There are probably many other uncounted viewings I am missing. And on the other side of the equation, article level metrics may or may not be inflated by inclusion of downloads by robots crawling on behalf of search engines and other indexing systems, further complicating matters (PLOS is quite transparent about what is excluded and posts a list here, however, in other cases it is hard to tell).
Most importantly, article downloads do not equal reading. An article could be downloaded but never read. Or maybe it was only lightly skimmed. Alternately, an article could be downloaded and subsequently read several times, copiously annotated, and discussed at length over beers in the back of a Thai restaurant just off campus.
Moreover, even if we knew whether an article was read, that would not necessarily tell us how useful the paper was to the reader. To go back to the medical example, the value of a paper is ultimately measured by whether it causes a change in practice that leads to improved care—an assessment that may take years to make.
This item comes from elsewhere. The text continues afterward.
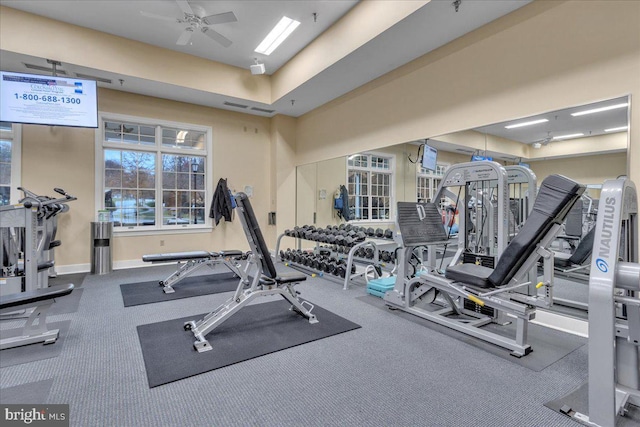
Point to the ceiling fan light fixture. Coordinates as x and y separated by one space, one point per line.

And so while I am an ardent fan of article level metrics, I am also on guard against their misuse. They tell us a good deal about a couple of particular use cases, but in some cases they may leave out as much, if not more, article reading than they include. Much as Nielsen can tell us only about viewership of live or near-term television, in the US, on traditional television sets, using either broadcast or cable connections, article level usage metrics can only tell us about views and downloads via the journal website and (in some cases) PubMed Central. Unlike the world of television, however, publishers are not yet issuing press releases telling us what the “most viewed article on Thursday night” was (it is the small things I’m grateful for).
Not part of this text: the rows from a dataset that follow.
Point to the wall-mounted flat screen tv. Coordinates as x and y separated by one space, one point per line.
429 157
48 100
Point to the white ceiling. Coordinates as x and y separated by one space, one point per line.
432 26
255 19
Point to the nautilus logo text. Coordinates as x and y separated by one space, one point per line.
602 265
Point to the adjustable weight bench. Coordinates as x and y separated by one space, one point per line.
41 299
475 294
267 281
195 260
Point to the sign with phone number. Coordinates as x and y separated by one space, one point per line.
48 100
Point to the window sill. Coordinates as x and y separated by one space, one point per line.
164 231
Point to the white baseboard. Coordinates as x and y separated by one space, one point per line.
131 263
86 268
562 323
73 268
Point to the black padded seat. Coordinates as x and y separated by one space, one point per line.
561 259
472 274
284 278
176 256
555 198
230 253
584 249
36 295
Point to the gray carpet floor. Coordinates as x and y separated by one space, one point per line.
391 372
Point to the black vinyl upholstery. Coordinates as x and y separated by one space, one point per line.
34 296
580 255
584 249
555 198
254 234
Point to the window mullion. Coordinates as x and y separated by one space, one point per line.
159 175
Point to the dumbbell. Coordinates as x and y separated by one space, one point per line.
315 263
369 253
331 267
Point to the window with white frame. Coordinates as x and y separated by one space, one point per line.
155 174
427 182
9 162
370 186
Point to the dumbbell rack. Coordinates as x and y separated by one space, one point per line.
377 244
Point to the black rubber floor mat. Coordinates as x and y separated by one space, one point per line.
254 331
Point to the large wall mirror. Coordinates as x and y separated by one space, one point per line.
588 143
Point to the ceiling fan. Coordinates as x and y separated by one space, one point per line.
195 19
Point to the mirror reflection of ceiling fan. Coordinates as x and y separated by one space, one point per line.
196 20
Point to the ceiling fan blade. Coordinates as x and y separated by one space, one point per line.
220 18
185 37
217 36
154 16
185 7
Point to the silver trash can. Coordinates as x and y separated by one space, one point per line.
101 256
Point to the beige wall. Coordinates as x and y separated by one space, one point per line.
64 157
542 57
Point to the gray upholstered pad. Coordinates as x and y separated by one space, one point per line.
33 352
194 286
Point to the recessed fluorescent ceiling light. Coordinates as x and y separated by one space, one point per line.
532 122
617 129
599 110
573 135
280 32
We tend to measure what we can. The problem is that we are increasingly called to base business decisions on data. This is well and good and decisions based on data are likely to be more sound than those based on opinion or conjecture. However, not all things can be measured and often things that either cannot, or are not, measured are just as (or more) important than those things that are measured. When making business decisions based on data, it is imperative to not only ascertain exactly what is being measured, but also, what is not being measured. Elementary? Perhaps, but it is sometimes necessary to make sure before building an edifice to test your foundations.